Even in this basic example you can see a fairly dramatic improvement when the excess HTML is trimmed and CSS is used to control style.  The original page is 51 lines, where the cleaned page is only 26 lines, plus 7 lines in the style sheet.  The cleaned page is a third the size of the original (counting the style sheet), and more realistically is actually half the size because the style sheet would be cached by most client browsers and wouldn't be downloaded for every page request.  As far as raw kilobytes it's a difference of 6KB to 4KB, which isn't a particularly exciting difference in this case, but one that is quickly magnified as the length of the page increases.  This is especially true with dynamic applications that pull content from a database, most importantly content such as product listings that utilize the same markup and are repeated multiple times. Fortunately in the case of dynamic pages involving looping procedures that output the same markup with different content, cutting down the bloat can be as easy as a few modifications to those procedures.

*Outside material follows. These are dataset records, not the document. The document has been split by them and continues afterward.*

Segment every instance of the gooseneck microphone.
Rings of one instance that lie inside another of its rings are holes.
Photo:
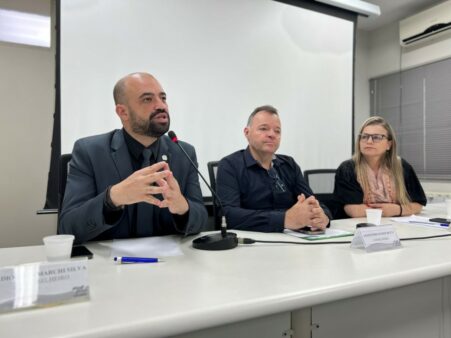
[[[215,201],[218,202],[216,206],[218,206],[221,211],[224,211],[224,208],[222,206],[221,200],[219,199],[216,192],[213,190],[213,188],[208,184],[205,177],[202,175],[202,173],[197,168],[196,164],[193,162],[191,157],[189,157],[188,153],[183,149],[182,145],[179,143],[179,140],[175,133],[171,130],[168,132],[168,136],[171,139],[172,142],[177,144],[182,151],[182,153],[185,155],[185,157],[188,159],[188,161],[191,163],[192,167],[196,170],[196,172],[199,174],[199,176],[202,178],[204,183],[207,185],[208,189],[211,191],[213,195],[213,203]],[[205,235],[199,238],[196,238],[193,240],[193,248],[200,249],[200,250],[228,250],[233,249],[238,245],[238,238],[235,233],[233,232],[227,232],[227,224],[225,222],[225,217],[222,217],[221,222],[221,232],[218,234],[212,234],[212,235]]]

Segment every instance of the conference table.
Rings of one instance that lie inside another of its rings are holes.
[[[444,217],[444,205],[423,215]],[[336,220],[355,230],[364,219]],[[368,253],[344,244],[239,245],[155,264],[114,264],[87,246],[90,299],[0,314],[0,337],[450,337],[451,237],[447,228],[393,224],[402,246]],[[305,240],[234,231],[260,240]],[[324,241],[322,241],[324,243]],[[45,260],[43,246],[0,249],[0,267]]]

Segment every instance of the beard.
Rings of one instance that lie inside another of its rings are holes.
[[[155,117],[161,113],[167,114],[167,122],[161,123],[155,121]],[[134,111],[130,110],[130,127],[133,132],[139,135],[158,138],[168,132],[170,124],[171,119],[169,113],[164,109],[157,109],[152,112],[148,120],[140,119]]]

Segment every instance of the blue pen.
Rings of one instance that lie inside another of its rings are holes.
[[[409,221],[409,223],[414,223],[414,224],[428,224],[428,225],[440,225],[441,227],[449,227],[449,224],[447,224],[447,223],[421,222],[421,221]]]
[[[162,262],[161,259],[158,258],[147,258],[147,257],[114,257],[114,261],[119,264],[126,263],[158,263]]]

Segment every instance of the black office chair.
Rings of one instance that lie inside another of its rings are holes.
[[[59,188],[58,188],[58,210],[61,211],[64,192],[66,191],[67,174],[69,172],[69,162],[72,154],[62,154],[59,163]]]
[[[218,163],[219,161],[211,161],[207,163],[208,176],[210,177],[210,185],[213,191],[216,192],[216,176],[218,174]],[[213,197],[213,220],[215,229],[218,230],[221,227],[221,215],[222,210],[219,206],[219,202]]]
[[[335,169],[312,169],[304,171],[304,178],[318,201],[329,208],[334,219],[345,218],[343,208],[334,198]]]

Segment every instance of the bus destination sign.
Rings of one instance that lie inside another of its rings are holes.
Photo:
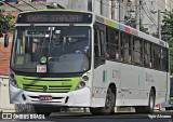
[[[41,11],[22,13],[16,23],[86,23],[92,22],[90,13]]]

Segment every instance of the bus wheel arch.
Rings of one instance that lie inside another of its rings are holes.
[[[155,108],[155,100],[156,100],[156,89],[155,86],[150,87],[148,96],[148,106],[136,106],[135,111],[138,113],[152,113]]]
[[[98,108],[90,108],[90,112],[92,114],[112,114],[115,112],[115,104],[116,104],[116,84],[110,83],[107,89],[107,94],[105,98],[105,106]],[[108,105],[107,105],[108,104]]]
[[[156,89],[155,86],[151,86],[149,92],[148,109],[147,109],[149,113],[154,112],[155,104],[156,104]]]

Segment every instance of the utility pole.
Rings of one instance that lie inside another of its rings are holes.
[[[158,38],[161,39],[161,11],[158,10]]]
[[[115,19],[116,1],[111,0],[111,19]]]
[[[118,13],[118,15],[119,15],[119,17],[118,17],[118,21],[119,21],[119,23],[121,22],[121,0],[119,0],[119,6],[118,6],[118,10],[119,10],[119,13]]]
[[[139,5],[138,5],[138,26],[142,26],[142,8],[143,8],[143,0],[139,0]],[[138,30],[139,30],[138,27]]]
[[[139,5],[139,1],[138,1],[138,0],[135,0],[135,21],[136,21],[136,29],[139,30],[139,17],[138,17],[139,9],[138,9],[138,5]]]

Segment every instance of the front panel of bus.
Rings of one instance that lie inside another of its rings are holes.
[[[10,63],[12,104],[90,106],[91,23],[92,15],[80,12],[18,15]]]

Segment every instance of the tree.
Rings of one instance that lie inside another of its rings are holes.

Furthermore if you wanted to change, for instance, the font color or the line-height in the original, you would have to modify every font tag and table cell to accomplish that.  Implementing those changes in the second example requires a single modification to the style-sheet.  The time-saved here is once again significantly amplified when considered in a situation with multiple pages (in many cases this can be hundreds or even thousands).

When all is said and done, this isn't meant to be a be-all end-all guide for optimizing your markup because I could write a book and still not cover it all.  Rather it was meant to highlight an aspect of web page performance and optimization that is usually swept under the rug in favour of those that are more directly appreciable such as eye-candy and new features.  While clean markup might not be as "glamourous" as other aspects of web development, it is an important aspect to keeping load time in check and a crucial factor in reducing them amount of time spent maintaining and updating.